When it was developed in the first half of the 20th century, Wythe was part of rural Elizabeth City County, one of the first eight colonial Virginia counties, the county seat was Hampton. Settled in 1610, Hampton is the oldest continuously inhabited English-speaking city in the United States. In 1952, all of Elizabeth City County merged with Hampton.

== Wythe District ==
The name "Wythe" was first applied to a portion of Elizabeth City County after the Civil War when the Virginia Constitution of 1869 required counties to be divided into townships, rather than districts as formerly. Elizabeth City's three townships were named Wythe, Chesapeake, and Southfield. The Wythe Township was the western portion of the county and included George Wythe's birthplace, Chesterville, on the Northwest Branch of Back River. In 1874 Virginia replaced townships with magisterial districts requiring at least three in each county. The term "magisterial district" was later shortened to "district." Elizabeth City was one of Virginia's smallest counties thus when it became legal to do so the number of districts was reduced from three to two. The Southfield district was eliminated, leaving Wythe and Chesapeake. All of the county west of King Street outside the town of Hampton was the Wythe district. The Hampton Police Department still divides the city into two patrol districts named Wythe and Chesapeake. "Wythe Sector" includes all of the city west of La Salle Avenue.

== Wythe Neighborhood ==
In the first half of the twentieth-century "Wythe" came to refer to only the southern portion of the Wythe District, which because of its proximity to Newport News, gradually became the most populated portion of Wythe District. The George Wythe Elementary School opened here at the corner of Clairmont Ave. and Kecoughtan Road in 1909. In the 1930s the Wythe Shopping Center and Wythe Place and Wythe Crescent subdivisions were developed about a half mile east toward Hampton on Kecoughtan Road. It was in this period that Wythe came to refer specifically to the neighborhood along Kecoughtan Road east of the town of Kecoughtan (which was annexed into Newport News in 1927) and stretching westward toward LaSalle Avenue and Church Creek.

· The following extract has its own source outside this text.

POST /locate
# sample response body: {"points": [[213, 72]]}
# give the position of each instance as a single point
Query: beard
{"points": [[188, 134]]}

The Civil War Battle of the Ironclads happened right off Wythe's shores. Newport News railroads and shipyard and Hampton seafood industries and military installations fueled growth in the Lower Peninsula from 1880 through World War II. Residential development began in Wythe in the 20th century with the streetcar and continued through the social and business heyday of the 1950s. Today it is a neighborhood of charming architecture, lovely waterside views, and a promising future as new generations take up the challenge of preserving a rich heritage.

Wythe Presbyterian Church is the oldest congregation founded in Wythe and still remaining there. Many other including Aldersgate United Methodist, Wythe Parkway Baptist, and Emmanuel Lutheran Church have moved or closed. Their buildings are now used by other churches.

In 1993 the section of Wythe between Kecoughtan Road and Chesapeake Avenue. created a private neighborhood association called Olde Wythe. The Olde Wythe Historic District was added to the National Register of Historic Places in 2012.